Any object-oriented language (or any language with runtime polymorphism) can implement conditionals as a library feature, since method dispatch already is a more general form of conditional anyway. Smalltalk, for example, has absolutely no conditionals whatsoever except for method dispatch.

There is no need for any kind of compiler magic, except maybe for syntactic convenience.

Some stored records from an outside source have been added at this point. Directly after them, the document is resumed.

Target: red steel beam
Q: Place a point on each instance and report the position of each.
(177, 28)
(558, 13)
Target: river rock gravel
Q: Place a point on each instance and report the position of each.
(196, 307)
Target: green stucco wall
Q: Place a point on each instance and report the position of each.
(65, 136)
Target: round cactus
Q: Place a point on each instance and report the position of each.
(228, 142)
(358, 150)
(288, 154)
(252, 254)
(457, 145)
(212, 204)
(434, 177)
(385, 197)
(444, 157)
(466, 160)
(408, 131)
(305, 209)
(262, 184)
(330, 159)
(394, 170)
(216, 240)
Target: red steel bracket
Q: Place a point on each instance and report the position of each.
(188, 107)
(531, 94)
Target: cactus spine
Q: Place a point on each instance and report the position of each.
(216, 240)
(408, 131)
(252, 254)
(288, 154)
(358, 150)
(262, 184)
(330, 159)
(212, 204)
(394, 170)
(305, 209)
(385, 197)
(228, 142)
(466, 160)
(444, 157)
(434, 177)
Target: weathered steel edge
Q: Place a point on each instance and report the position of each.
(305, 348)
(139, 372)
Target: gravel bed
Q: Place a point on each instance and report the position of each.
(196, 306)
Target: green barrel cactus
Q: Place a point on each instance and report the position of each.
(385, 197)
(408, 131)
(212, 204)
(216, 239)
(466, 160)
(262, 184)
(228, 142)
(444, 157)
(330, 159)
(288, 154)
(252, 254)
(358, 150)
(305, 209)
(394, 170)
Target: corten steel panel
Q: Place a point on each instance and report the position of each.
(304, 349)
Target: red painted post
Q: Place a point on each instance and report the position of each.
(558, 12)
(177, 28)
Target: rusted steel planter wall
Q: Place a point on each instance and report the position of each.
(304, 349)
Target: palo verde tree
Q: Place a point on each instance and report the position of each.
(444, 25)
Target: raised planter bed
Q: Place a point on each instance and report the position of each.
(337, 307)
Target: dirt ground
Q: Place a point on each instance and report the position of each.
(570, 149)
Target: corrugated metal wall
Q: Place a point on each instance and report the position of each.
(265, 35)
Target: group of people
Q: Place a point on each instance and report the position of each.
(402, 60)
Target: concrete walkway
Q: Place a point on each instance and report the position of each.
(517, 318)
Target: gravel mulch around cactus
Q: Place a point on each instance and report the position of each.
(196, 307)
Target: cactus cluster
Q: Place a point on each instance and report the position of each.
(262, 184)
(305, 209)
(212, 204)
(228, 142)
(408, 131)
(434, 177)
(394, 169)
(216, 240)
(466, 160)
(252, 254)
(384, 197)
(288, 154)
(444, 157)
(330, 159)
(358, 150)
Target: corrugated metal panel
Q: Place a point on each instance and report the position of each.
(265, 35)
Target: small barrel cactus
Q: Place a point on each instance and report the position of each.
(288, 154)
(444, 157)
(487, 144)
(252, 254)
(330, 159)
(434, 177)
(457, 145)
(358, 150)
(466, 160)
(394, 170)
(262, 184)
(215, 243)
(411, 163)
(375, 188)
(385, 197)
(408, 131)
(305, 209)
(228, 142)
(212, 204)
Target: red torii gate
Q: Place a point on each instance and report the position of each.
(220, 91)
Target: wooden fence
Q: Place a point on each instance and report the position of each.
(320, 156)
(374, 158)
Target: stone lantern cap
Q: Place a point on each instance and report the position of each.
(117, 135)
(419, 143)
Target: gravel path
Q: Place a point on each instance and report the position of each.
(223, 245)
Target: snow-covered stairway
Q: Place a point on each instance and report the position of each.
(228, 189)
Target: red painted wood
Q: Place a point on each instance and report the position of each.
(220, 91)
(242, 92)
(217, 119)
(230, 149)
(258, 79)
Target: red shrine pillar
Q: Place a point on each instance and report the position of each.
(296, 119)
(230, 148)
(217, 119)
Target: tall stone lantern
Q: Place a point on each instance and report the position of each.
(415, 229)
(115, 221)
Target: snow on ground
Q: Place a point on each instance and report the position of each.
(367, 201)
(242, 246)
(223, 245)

In Scala, it would look maybe a little bit like this:

trait MyBooleanLike {
  def iff[T <: AnyRef](thenn: => T): T
  def iffElse[T](thenn: => T)(els: => T): T
  def &&(other: => MyBoolean): MyBoolean
  def ||(other: => MyBoolean): MyBoolean
  def nott: MyBoolean
}

trait MyTruthiness extends MyBooleanLike {
  def iff[T](thenn: => T) = thenn
  def iffElse[T](thenn: => T)(els: => T) = thenn
  def &&(other: => MyBoolean) = other
  def ||(other: => MyBoolean) = MyTrue
  def nott = MyFalse
}

trait MyFalsiness extends MyBooleanLike {
  def iff[T](thenn: => T): T = null.asInstanceOf[T]
  def iffElse[T](thenn: => T)(els: => T) = els
  def &&(other: => MyBoolean) = MyFalse
  def ||(other: => MyBoolean) = other
  def nott = MyTrue
}

abstract class MyBoolean extends MyBooleanLike

class MyTrueClass extends MyBoolean with MyTruthiness {}
class MyFalseClass extends MyBoolean with MyFalsiness {}

object MyTrue extends MyTrueClass {}
object MyFalse extends MyFalseClass {}

Just add a little implicit conversion:

object MyBoolExtension {
  implicit def boolean2MyBoolean(b: => Boolean) =
    if (b) { MyTrue } else { MyFalse }
}

import MyBoolExtension._

And now we can use it:

object Main extends App {
  (2 < 3) iff { println("2 is less than 3") }
}

[Note: my type-fu is rather weak. I had to cheat a little bit to get this to compile within a reasonable timeframe. Someone with a better understanding of Scala's type system may want to fix it up. Also, now that I look at it, 8 classes, traits and objects, two of them abstract, seems a little over-engineered ;-) ]

Of course, the same is true for pattern matching as well. Any language with pattern matching doesn't need other kinds of conditionals, since pattern matching is more general anyway.

[BTW: This is basically a port of this Ruby code I wrote a couple of years ago for fun.]